One such WJC hopeful is Jason Zucker who won a gold medal with Team USA last year. Zucker has been fantastic for the Denver Pioneers (where he is one of the top freshman in goal scoring) and will be looked to provide his speed, and offense for a possible repeat in what will likely be the somewhat friendly confines of HSBC Arena in Buffalo. Other Wild prospects that will be there are Minnesota’s 1st round pick from last season in Mikael Granlund who has had a tough start to 2010-11 by suffering a concussion in mid-October. Mikael should play a crucial role for team Finland, while his brother Markus Granlund who is also a small but skilled player, is hoping to make his draft stock rise. Another hopeful for the Finnish team is Wild prospect Erik Haula who is also having a terrific freshman season with the Golden Gophers. Haula was a rather puzzling omission from last year’s squad from what some felt was an issue between the Finnish team execs and Haula’s dad who apparently is considered tough to deal with. Either way, the fact Haula is playing so well and Finland has always struggled offensively should mean he’d give a spot on the roster. He certainly has been deserving of that honor. The Wild will have two members on team Sweden with hard working forward Johan Larsson and goaltender Johan Gustafsson.

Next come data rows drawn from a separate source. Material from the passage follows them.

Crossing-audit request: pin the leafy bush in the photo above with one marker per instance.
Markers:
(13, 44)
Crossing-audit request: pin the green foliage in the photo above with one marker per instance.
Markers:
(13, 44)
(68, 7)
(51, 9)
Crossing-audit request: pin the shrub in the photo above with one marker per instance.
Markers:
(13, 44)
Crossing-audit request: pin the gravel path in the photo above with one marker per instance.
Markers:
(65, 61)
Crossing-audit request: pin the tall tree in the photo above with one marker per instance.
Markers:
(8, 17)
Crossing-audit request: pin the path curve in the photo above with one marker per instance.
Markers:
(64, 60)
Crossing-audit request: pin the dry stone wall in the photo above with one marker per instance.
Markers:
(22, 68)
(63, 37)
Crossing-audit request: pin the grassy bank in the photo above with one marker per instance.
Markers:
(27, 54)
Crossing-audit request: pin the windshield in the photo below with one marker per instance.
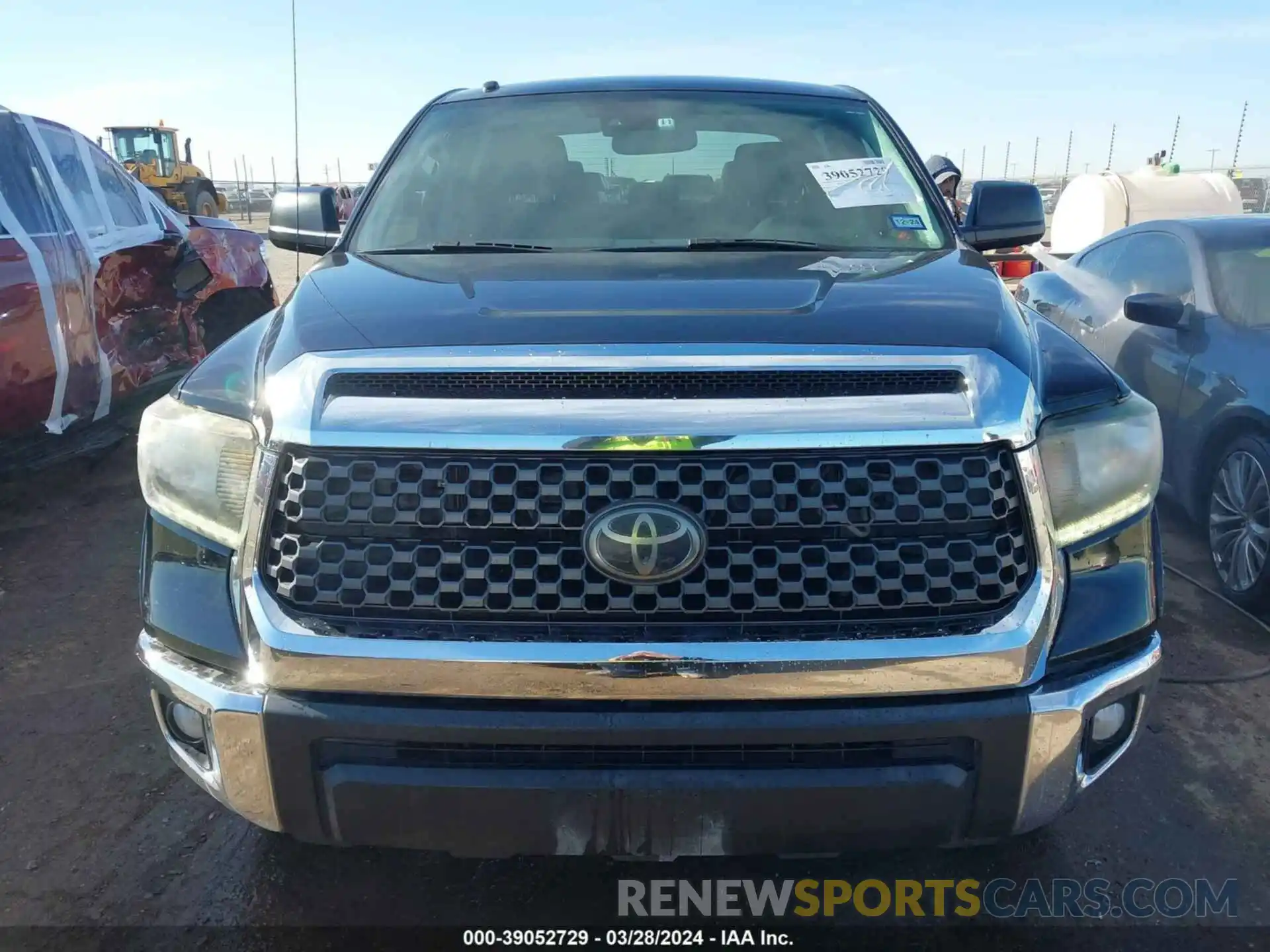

While that is all good for the Wild there are other Minnesota connections likely to have a good chance to play as blueliners as UMD’s Justin Faulk (South St. Paul), North Dakota’s Derek Forbort (North Dakota), former Wild 1st round pick Nick Leddy (Eden Prairie, MN), in addition to the Golden Gophers’ Nick Bjugstad (Blaine, MN), North Dakota’s Brock Nelson (Warroad, MN) giving the State of Hockey another chance to be well represented.